Film Reviews
The Machinist
- Rating:

- Director:
- Starring: Aitana Sanchez-Gijon
- Details: US/ 99 mins/(16A).
Christian Bale takes method acting to whole new extremes as he sheds four and a half stone from his frame to play Trevor Reznick, a blue-collar machinist plagued by insomnia. Unable to sleep properly for almost a year, the deeply lonely Reznick is tormented by his colleagues after a momentarily lapse of concentration causes fellow worker, Miller (B movie stalwart Michael Ironside) to lose an arm. Since his only emotional release is a world-weary but kind-hearted prostitute (Jennifer Jason-Leigh), Reznick's world slips into further decline when he's confronted by a burly stranger called Ivan (John Sharian), who seems to know more about the machinist's life than he does himself.

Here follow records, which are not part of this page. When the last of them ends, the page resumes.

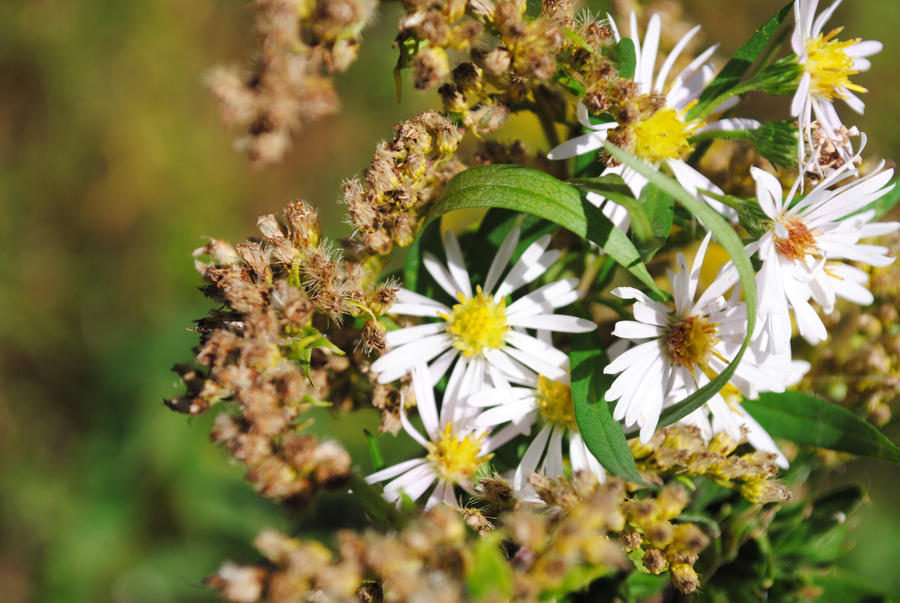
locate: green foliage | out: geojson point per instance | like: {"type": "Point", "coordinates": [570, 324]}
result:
{"type": "Point", "coordinates": [735, 249]}
{"type": "Point", "coordinates": [490, 575]}
{"type": "Point", "coordinates": [624, 55]}
{"type": "Point", "coordinates": [774, 140]}
{"type": "Point", "coordinates": [808, 420]}
{"type": "Point", "coordinates": [601, 433]}
{"type": "Point", "coordinates": [723, 86]}
{"type": "Point", "coordinates": [884, 204]}
{"type": "Point", "coordinates": [537, 193]}
{"type": "Point", "coordinates": [778, 553]}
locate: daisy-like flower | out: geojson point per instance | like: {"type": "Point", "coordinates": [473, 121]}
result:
{"type": "Point", "coordinates": [664, 136]}
{"type": "Point", "coordinates": [679, 352]}
{"type": "Point", "coordinates": [485, 338]}
{"type": "Point", "coordinates": [802, 249]}
{"type": "Point", "coordinates": [827, 65]}
{"type": "Point", "coordinates": [546, 402]}
{"type": "Point", "coordinates": [730, 418]}
{"type": "Point", "coordinates": [456, 448]}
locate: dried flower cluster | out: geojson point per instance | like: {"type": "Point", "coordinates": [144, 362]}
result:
{"type": "Point", "coordinates": [531, 489]}
{"type": "Point", "coordinates": [301, 44]}
{"type": "Point", "coordinates": [863, 372]}
{"type": "Point", "coordinates": [681, 450]}
{"type": "Point", "coordinates": [590, 527]}
{"type": "Point", "coordinates": [387, 205]}
{"type": "Point", "coordinates": [265, 352]}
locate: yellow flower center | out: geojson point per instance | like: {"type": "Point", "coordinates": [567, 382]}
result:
{"type": "Point", "coordinates": [663, 135]}
{"type": "Point", "coordinates": [554, 401]}
{"type": "Point", "coordinates": [793, 240]}
{"type": "Point", "coordinates": [829, 67]}
{"type": "Point", "coordinates": [457, 459]}
{"type": "Point", "coordinates": [690, 341]}
{"type": "Point", "coordinates": [477, 323]}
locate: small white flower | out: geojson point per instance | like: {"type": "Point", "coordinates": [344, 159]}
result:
{"type": "Point", "coordinates": [723, 413]}
{"type": "Point", "coordinates": [663, 138]}
{"type": "Point", "coordinates": [827, 65]}
{"type": "Point", "coordinates": [679, 352]}
{"type": "Point", "coordinates": [485, 338]}
{"type": "Point", "coordinates": [548, 403]}
{"type": "Point", "coordinates": [799, 250]}
{"type": "Point", "coordinates": [456, 448]}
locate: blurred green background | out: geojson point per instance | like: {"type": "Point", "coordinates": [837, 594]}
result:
{"type": "Point", "coordinates": [113, 166]}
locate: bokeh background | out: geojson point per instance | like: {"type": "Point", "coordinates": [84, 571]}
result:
{"type": "Point", "coordinates": [113, 167]}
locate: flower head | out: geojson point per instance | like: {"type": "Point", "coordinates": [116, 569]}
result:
{"type": "Point", "coordinates": [547, 404]}
{"type": "Point", "coordinates": [482, 337]}
{"type": "Point", "coordinates": [828, 64]}
{"type": "Point", "coordinates": [678, 352]}
{"type": "Point", "coordinates": [662, 134]}
{"type": "Point", "coordinates": [803, 248]}
{"type": "Point", "coordinates": [456, 448]}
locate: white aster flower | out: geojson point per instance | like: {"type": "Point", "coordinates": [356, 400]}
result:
{"type": "Point", "coordinates": [664, 137]}
{"type": "Point", "coordinates": [827, 65]}
{"type": "Point", "coordinates": [724, 413]}
{"type": "Point", "coordinates": [485, 338]}
{"type": "Point", "coordinates": [456, 448]}
{"type": "Point", "coordinates": [680, 351]}
{"type": "Point", "coordinates": [800, 249]}
{"type": "Point", "coordinates": [546, 402]}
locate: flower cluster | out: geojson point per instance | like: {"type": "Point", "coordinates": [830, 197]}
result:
{"type": "Point", "coordinates": [576, 428]}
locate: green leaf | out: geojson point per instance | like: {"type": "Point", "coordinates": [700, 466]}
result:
{"type": "Point", "coordinates": [482, 246]}
{"type": "Point", "coordinates": [540, 194]}
{"type": "Point", "coordinates": [614, 188]}
{"type": "Point", "coordinates": [490, 574]}
{"type": "Point", "coordinates": [775, 140]}
{"type": "Point", "coordinates": [886, 203]}
{"type": "Point", "coordinates": [627, 57]}
{"type": "Point", "coordinates": [808, 420]}
{"type": "Point", "coordinates": [602, 434]}
{"type": "Point", "coordinates": [732, 244]}
{"type": "Point", "coordinates": [414, 273]}
{"type": "Point", "coordinates": [374, 451]}
{"type": "Point", "coordinates": [382, 512]}
{"type": "Point", "coordinates": [661, 209]}
{"type": "Point", "coordinates": [718, 90]}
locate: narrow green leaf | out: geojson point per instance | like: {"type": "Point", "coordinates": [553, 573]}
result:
{"type": "Point", "coordinates": [735, 68]}
{"type": "Point", "coordinates": [776, 140]}
{"type": "Point", "coordinates": [732, 244]}
{"type": "Point", "coordinates": [811, 421]}
{"type": "Point", "coordinates": [381, 511]}
{"type": "Point", "coordinates": [601, 433]}
{"type": "Point", "coordinates": [414, 273]}
{"type": "Point", "coordinates": [374, 451]}
{"type": "Point", "coordinates": [661, 209]}
{"type": "Point", "coordinates": [540, 194]}
{"type": "Point", "coordinates": [496, 224]}
{"type": "Point", "coordinates": [886, 203]}
{"type": "Point", "coordinates": [614, 188]}
{"type": "Point", "coordinates": [490, 574]}
{"type": "Point", "coordinates": [627, 57]}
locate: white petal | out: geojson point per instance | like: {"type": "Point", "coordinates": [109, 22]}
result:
{"type": "Point", "coordinates": [425, 403]}
{"type": "Point", "coordinates": [394, 470]}
{"type": "Point", "coordinates": [553, 322]}
{"type": "Point", "coordinates": [531, 458]}
{"type": "Point", "coordinates": [629, 329]}
{"type": "Point", "coordinates": [404, 357]}
{"type": "Point", "coordinates": [440, 274]}
{"type": "Point", "coordinates": [768, 192]}
{"type": "Point", "coordinates": [498, 265]}
{"type": "Point", "coordinates": [579, 145]}
{"type": "Point", "coordinates": [456, 264]}
{"type": "Point", "coordinates": [405, 335]}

Several years ago Brad Anderson directed a compelling psychological thriller called Session 9 and he repeats the trick with the clinical and unsettling The Machinist. Displaying a true stylist's eye, Anderson makes full use of a palette of washed out colours and stark backdrops to create an unnerving atmosphere, exacerbated by the hollow, skeleton-like figure of Bale. Even if his visual finesse cannot be faulted, Anderson doesn't always maintain the same steely grip on his narrative - the material flagging significantly for a period deep in the second half as the film threatens to peter out in an inconsequential and obvious fashion. That he manages to re-connect with The Machinist and brings the material to such a clever resolution means that this collected director is certainly one to keep an eye on in the future. In the meantime, let's hope Bale remembers to eat breakfast.